Recently we relaunched our weekly environment wrap-up as an email you can receive once a week. To subscribe, click here. What follows is only an abbreviated version of yesterday’s email.
In 2004, Congress gave New Mexico 10 years to decide how to spend federal money on water projects in southwestern New Mexico. The state could pursue efficiency and restoration projects or build a diversion on the Gila River. In 2014, the New Mexico Interstate Stream Commission chose diversion.
Three years later, the state has spent millions of dollars, yet still lacks plans for the project or buyers for the water.
Now, even some partners are raising questions. The Silver City Daily Press reports that at the last Grant County Commission meeting, one commissioner complained that the county can’t use the federal money to fund necessary water projects: “It is frustrating having to run around looking for funding for good projects like this while money continues to drain away,” Commissioner Harry Browne said.
Meanwhile, the Albuquerque Journal reports that Bernalillo County commissioners voted to allow developers to move ahead with plans for Santolina even though no one knows where the 21-square mile development will get its water. Commissioners Wayne Johnson, Lonnie Talbert and Steven Michael Quezada voted in favor. Chairwoman Debbie O’Malley voted against the move, and Commissioner Maggie Hart Stebbins was absent.
In Carlsbad, local leaders are thinking about applying for federal funds to repair the I&W Brine Well. North of Santa Fe, tensions are strained over implementation of the Aamodt water rights settlement. And this week, the Santa Fe Reporter takes a close look at the plan for Mexican gray wolf recovery.
It’s also worth looking over to Kentucky this week. (I know, this is supposed to be New Mexico news. But really, keep reading.)
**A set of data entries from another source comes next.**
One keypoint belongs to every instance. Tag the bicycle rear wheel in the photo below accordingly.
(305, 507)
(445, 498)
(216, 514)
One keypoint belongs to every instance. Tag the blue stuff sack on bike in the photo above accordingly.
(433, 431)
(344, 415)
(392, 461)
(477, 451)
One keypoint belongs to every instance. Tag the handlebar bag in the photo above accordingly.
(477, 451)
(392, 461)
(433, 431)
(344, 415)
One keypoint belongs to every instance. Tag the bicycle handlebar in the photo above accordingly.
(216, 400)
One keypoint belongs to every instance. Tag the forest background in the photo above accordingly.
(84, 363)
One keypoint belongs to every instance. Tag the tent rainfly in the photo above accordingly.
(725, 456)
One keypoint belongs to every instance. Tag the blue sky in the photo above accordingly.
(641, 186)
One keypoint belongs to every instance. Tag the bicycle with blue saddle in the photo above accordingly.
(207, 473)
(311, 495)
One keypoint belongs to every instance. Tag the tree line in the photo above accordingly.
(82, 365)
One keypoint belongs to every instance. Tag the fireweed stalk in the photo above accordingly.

The Courier-Journal reports on an unusual lawsuit against two state environmental regulators. According to the story, “The family of the newest Republican governor – billionaire Jim Justice of West Virginia – is going after the personal assets of two top Kentucky environmental regulators after Kentucky sought to collect millions in unpaid fines from the coal-mining companies they control.” The Kentucky Fuel Corporation is blaming the two regulators for their company’s “failure to meet reclamation deadlines, potentially costing more than $4.5 million in fines.”
The company’s attorney, Richard Getty, explained in the story: “I use the word accountability, not intimidation.”
Now onto some better news.
Closed since June, the Gilman Tunnels on Forest Road 376 have reopened on the Jemez Ranger District in the Santa Fe National Forest. (Just be smart with your campfire if you head up to the mountains.)
New Mexicans won’t get a full view of the solar eclipse on Monday; we’ll only see about 75 percent of the sun covered by the moon. But there are plenty of events where you can get glasses and hear from experts. Eight different state parks will host events and so will Valles Caldera National Preserve.
The eclipse begins at 10:21 a.m. and ends at 1:13 p.m. It will peak at about 11:45.